Ekspansi Politik Keluarga Jokowi

Reporter

Nur Haryanto

Editor

Nur Haryanto

Minggu, 2 Juli 2023 15:00 WIB

Halo,

Di akhir pekan ini saya ingin mengajak Anda membaca kembali sebuah buku penting yang ditulis dua ilmuwan politik Universitas Harvard, Steven Levitsky dan Daniel Ziblatt. Judulnya, How Democracies Die. Buku ini lebih banyak bercerita tentang Amerika Serikat, terbit dua tahun setelah Donald Trump menjadi presiden, pada 2018.

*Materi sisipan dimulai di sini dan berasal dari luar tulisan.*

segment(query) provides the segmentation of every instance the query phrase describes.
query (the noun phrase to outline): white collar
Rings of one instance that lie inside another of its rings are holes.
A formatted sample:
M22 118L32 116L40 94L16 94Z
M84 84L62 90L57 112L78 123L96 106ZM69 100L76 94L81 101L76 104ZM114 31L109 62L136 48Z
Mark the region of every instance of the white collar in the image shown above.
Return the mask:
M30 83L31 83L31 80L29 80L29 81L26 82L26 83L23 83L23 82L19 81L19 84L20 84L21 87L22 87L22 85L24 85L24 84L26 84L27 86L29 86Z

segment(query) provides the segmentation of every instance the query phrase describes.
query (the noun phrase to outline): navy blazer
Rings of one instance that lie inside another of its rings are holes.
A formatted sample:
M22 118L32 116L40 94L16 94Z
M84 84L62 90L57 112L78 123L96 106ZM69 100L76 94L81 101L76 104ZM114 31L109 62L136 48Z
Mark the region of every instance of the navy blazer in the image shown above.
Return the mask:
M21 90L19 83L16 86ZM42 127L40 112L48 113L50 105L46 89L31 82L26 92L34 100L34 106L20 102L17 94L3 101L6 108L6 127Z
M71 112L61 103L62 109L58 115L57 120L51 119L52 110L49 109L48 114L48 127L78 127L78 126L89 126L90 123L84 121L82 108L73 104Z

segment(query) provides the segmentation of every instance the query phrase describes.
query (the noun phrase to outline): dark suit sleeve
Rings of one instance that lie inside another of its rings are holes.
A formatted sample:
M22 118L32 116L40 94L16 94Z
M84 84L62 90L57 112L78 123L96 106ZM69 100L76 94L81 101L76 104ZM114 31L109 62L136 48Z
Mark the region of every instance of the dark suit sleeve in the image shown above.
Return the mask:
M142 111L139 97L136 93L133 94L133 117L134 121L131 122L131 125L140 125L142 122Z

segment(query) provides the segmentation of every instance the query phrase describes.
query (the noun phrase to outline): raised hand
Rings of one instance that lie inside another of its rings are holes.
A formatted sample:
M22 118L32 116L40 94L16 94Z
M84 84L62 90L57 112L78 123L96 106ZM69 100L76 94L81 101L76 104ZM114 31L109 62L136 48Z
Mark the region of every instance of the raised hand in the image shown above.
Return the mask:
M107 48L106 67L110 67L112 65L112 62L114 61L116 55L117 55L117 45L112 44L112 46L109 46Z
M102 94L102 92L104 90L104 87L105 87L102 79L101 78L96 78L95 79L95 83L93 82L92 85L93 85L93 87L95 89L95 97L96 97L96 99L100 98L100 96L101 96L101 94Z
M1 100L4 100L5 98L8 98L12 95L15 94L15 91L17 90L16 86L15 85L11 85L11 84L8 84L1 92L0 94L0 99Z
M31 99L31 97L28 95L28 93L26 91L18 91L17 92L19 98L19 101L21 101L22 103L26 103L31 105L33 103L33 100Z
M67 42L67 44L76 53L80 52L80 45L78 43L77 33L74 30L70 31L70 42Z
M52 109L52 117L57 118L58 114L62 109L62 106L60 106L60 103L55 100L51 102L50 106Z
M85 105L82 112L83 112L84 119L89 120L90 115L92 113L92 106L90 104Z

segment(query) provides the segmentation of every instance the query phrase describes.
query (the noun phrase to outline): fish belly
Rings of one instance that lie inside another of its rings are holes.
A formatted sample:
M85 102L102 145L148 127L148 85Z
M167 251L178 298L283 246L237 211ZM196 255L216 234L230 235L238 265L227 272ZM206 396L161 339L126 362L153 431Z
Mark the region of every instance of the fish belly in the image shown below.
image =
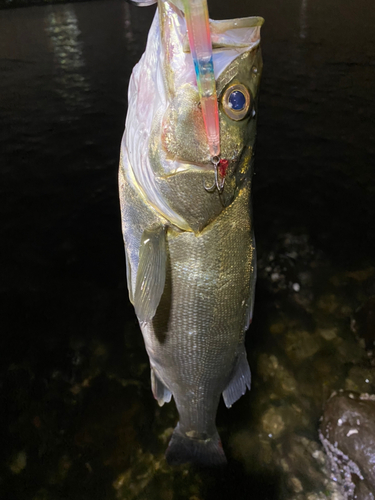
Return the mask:
M244 349L254 268L250 187L199 234L167 232L167 275L152 321L141 325L152 368L175 399L180 429L216 432L220 394Z

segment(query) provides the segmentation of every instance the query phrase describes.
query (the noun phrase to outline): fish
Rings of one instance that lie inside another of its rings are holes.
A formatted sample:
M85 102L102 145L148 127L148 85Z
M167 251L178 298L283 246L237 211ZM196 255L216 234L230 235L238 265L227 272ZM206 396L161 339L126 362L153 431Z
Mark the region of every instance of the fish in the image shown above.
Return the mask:
M158 0L129 81L119 167L127 286L153 395L160 406L173 397L179 414L171 465L225 464L220 397L229 408L251 385L245 333L256 282L251 183L263 21L210 20L218 169L177 2Z

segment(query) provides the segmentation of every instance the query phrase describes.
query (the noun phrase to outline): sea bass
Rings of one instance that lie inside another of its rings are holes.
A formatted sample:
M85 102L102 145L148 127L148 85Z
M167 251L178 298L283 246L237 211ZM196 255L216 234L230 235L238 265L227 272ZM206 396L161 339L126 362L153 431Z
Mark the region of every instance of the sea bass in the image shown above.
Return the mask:
M250 389L244 347L256 255L250 201L263 19L210 21L219 169L205 133L183 11L159 0L133 69L119 172L130 301L159 405L179 422L171 464L226 461L215 419Z

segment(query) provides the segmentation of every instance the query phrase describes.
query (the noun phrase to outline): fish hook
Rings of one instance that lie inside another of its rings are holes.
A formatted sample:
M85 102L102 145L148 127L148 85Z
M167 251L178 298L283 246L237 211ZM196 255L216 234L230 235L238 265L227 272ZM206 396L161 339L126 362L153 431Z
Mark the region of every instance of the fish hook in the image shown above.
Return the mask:
M211 162L212 162L212 164L214 166L214 170L215 170L215 181L212 184L212 186L206 186L206 184L203 182L203 187L208 193L213 193L215 191L215 189L217 189L219 194L221 194L224 190L225 178L223 178L223 180L220 182L219 170L218 170L218 166L220 163L220 156L213 156L211 158Z

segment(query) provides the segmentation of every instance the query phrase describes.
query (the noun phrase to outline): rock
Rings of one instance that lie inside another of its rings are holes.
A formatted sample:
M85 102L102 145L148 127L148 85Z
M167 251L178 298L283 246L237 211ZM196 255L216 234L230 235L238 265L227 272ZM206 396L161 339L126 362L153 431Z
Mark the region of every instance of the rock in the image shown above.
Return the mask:
M320 439L334 480L348 500L372 500L375 491L375 396L334 393L326 403Z
M364 339L366 349L375 348L375 297L367 302L354 314L353 329Z

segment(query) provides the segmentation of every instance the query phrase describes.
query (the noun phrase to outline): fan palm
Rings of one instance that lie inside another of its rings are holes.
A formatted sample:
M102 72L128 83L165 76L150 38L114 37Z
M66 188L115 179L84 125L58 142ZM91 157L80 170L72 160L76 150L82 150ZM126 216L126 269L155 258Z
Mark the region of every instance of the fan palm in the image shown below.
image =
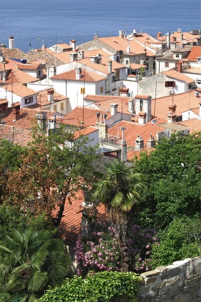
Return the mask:
M93 198L106 207L108 217L119 238L122 270L128 270L128 233L137 209L139 192L144 186L142 175L116 160L103 165L105 173L95 185Z
M19 292L23 302L35 301L47 285L59 285L70 273L71 261L63 242L48 231L16 231L5 241L6 247L0 246L6 263L0 265L4 290Z

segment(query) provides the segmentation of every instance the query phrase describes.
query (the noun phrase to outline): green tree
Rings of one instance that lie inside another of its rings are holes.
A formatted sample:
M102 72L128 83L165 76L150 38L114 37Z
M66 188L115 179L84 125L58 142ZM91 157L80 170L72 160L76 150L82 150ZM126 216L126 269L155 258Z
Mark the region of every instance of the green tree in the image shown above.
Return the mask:
M27 229L7 236L6 246L0 246L5 258L0 272L4 290L19 293L23 301L32 302L48 285L58 286L69 275L71 261L63 241L46 230Z
M201 254L200 221L184 216L175 217L160 235L160 245L153 246L153 266L168 265L174 261Z
M128 271L128 231L143 188L142 175L124 162L115 160L104 165L104 172L95 185L93 198L106 206L109 219L119 238L122 269Z
M88 137L75 130L61 127L48 136L37 132L27 156L23 156L21 167L10 171L8 182L10 199L14 203L27 207L32 200L38 213L45 212L49 216L56 207L56 226L67 196L84 187L86 189L86 184L91 186L92 164L98 158L96 146L91 145Z
M200 210L200 133L164 138L149 154L134 160L148 186L141 194L140 225L165 229L175 217L193 217Z

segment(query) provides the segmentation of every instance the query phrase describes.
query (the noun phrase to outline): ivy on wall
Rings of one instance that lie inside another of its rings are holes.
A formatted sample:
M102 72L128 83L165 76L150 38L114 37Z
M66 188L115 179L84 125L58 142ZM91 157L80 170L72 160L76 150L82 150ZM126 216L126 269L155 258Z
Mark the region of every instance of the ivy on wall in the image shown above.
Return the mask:
M48 290L40 302L110 302L123 296L128 302L137 302L141 278L134 273L104 271L88 274L85 279L67 279L60 287Z

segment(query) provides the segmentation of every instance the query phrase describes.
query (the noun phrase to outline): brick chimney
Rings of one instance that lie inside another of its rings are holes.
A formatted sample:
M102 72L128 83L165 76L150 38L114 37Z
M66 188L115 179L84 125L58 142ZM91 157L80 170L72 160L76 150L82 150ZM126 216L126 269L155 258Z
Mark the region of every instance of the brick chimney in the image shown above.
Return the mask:
M5 114L8 111L9 101L6 99L0 99L0 110L1 114Z
M150 138L147 140L147 146L149 148L153 148L155 145L154 137L152 136L152 133L150 133Z
M49 103L52 103L54 102L54 88L50 88L47 90L47 95Z
M178 61L177 62L177 71L182 72L182 61Z
M111 115L117 115L118 104L111 104Z
M81 76L81 68L77 67L75 69L75 80L80 80Z
M135 140L135 149L136 151L141 151L144 147L144 140L142 137L138 134L138 137Z
M113 62L112 61L109 61L108 63L108 72L109 73L112 73L113 72Z
M140 125L145 125L147 122L147 114L146 112L140 111L138 113L138 123Z
M21 104L19 102L14 103L12 104L12 112L13 115L13 121L15 122L20 117Z

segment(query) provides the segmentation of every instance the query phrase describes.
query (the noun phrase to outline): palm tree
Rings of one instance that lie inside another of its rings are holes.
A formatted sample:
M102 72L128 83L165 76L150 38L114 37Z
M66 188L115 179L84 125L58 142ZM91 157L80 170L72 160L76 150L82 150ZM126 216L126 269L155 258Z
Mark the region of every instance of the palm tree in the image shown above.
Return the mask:
M106 207L108 217L119 238L122 270L128 270L128 235L136 209L139 192L144 186L141 174L117 160L103 165L105 173L95 184L93 198Z
M7 247L0 246L5 257L0 265L4 290L19 292L23 302L33 302L48 285L59 285L71 273L71 261L63 241L49 231L16 231L5 241Z

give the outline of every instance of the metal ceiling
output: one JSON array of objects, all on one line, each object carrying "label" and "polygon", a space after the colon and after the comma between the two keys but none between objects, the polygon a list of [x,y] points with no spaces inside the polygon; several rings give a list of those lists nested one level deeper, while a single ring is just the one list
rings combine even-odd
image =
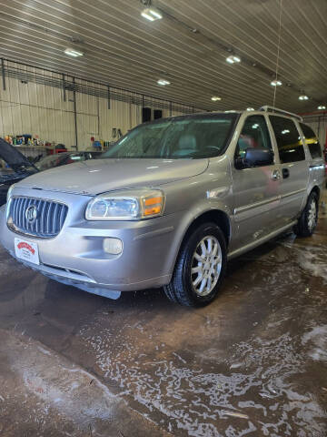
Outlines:
[{"label": "metal ceiling", "polygon": [[[272,104],[280,0],[152,4],[162,20],[143,18],[140,0],[0,0],[0,57],[203,109]],[[327,104],[326,17],[326,0],[282,1],[276,107]],[[72,46],[84,56],[64,55]]]}]

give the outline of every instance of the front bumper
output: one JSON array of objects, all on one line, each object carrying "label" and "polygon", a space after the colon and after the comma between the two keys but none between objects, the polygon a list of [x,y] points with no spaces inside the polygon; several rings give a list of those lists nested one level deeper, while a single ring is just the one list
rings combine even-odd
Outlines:
[{"label": "front bumper", "polygon": [[[16,188],[17,189],[17,188]],[[16,192],[35,197],[35,191]],[[37,193],[40,198],[45,197]],[[141,221],[98,221],[84,219],[84,208],[90,198],[47,192],[46,198],[68,205],[68,215],[59,235],[38,239],[17,235],[6,226],[5,207],[0,208],[0,242],[15,258],[15,238],[36,242],[40,265],[23,263],[60,282],[74,285],[95,294],[102,290],[132,291],[158,288],[172,277],[174,253],[171,253],[175,234],[175,215]],[[177,221],[178,223],[178,221]],[[122,254],[109,255],[103,249],[104,238],[123,241]],[[20,259],[18,259],[20,260]],[[114,297],[114,296],[113,296]]]}]

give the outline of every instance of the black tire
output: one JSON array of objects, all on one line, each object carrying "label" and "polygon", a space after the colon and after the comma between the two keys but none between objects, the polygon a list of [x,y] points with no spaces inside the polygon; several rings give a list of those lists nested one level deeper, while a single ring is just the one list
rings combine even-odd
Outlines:
[{"label": "black tire", "polygon": [[[209,294],[200,296],[193,290],[191,269],[193,255],[200,242],[213,236],[219,242],[221,267],[218,280]],[[182,244],[171,282],[164,287],[165,295],[173,302],[188,307],[201,307],[212,302],[218,293],[226,271],[226,240],[222,230],[214,223],[204,223],[196,228]]]},{"label": "black tire", "polygon": [[[312,204],[315,204],[315,218],[313,223],[311,222]],[[304,209],[294,227],[294,232],[299,237],[311,237],[317,226],[318,221],[318,196],[314,192],[311,192]]]}]

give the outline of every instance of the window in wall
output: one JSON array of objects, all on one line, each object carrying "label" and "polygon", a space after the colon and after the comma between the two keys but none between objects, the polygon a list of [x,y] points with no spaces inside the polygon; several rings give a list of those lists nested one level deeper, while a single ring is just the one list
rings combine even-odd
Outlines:
[{"label": "window in wall", "polygon": [[301,128],[305,137],[305,142],[308,145],[311,156],[314,158],[321,158],[322,156],[322,147],[313,130],[307,125],[300,123]]},{"label": "window in wall", "polygon": [[281,162],[297,162],[305,159],[304,147],[294,122],[289,118],[270,116],[276,137]]},{"label": "window in wall", "polygon": [[272,142],[263,116],[251,116],[246,118],[237,142],[235,158],[237,160],[244,158],[248,148],[268,148],[272,152]]}]

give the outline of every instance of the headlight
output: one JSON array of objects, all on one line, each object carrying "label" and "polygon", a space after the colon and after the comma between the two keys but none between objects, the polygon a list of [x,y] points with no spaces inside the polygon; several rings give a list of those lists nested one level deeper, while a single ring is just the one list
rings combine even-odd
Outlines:
[{"label": "headlight", "polygon": [[164,195],[161,189],[126,189],[104,193],[86,208],[86,220],[141,220],[162,216]]},{"label": "headlight", "polygon": [[15,187],[15,184],[11,185],[9,187],[9,189],[7,191],[7,202],[9,201],[10,198],[11,198],[11,195],[12,195],[12,192],[13,192],[13,189],[14,189],[14,187]]}]

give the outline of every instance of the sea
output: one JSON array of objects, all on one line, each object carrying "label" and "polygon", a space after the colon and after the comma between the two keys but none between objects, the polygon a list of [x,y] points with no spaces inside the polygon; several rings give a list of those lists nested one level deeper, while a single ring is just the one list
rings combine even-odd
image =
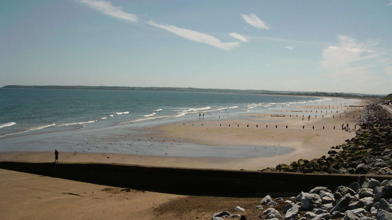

Isinya tentang bagaimana demokrasi mati secara demokratis, di banyak negara. Buku ini mengingatkan kita bahwa demokrasi bisa mati oleh aktor-aktornya sendiri, yang naik ke puncak kekuasaan secara demokratis. Caranya dengan melanggar pakem-pakem demokrasi, yang tak tertulis dalam konstitusi, di luar hukum-hukum formal. Padahal, demokrasi berjalan dengan sehat, menurut dua penulis buku ini, ketika para penguasa “menahan diri memakai kekuasaan”.

Sebab ketika mereka memakai kekuasaan yang melebihi batas, mereka segera tergelincir menjadi autokrat. Donald Trump melanggar norma yang bertahan selama 157 tahun dalam demokrasi Amerika ketika menunjuk anak dan menantunya menjadi penasihatnya. Secara hukum dan konstitusi, apa yang dilakukan Trump tidak keliru, tapi tidak etis karena berpeluang terjadi nepotisme.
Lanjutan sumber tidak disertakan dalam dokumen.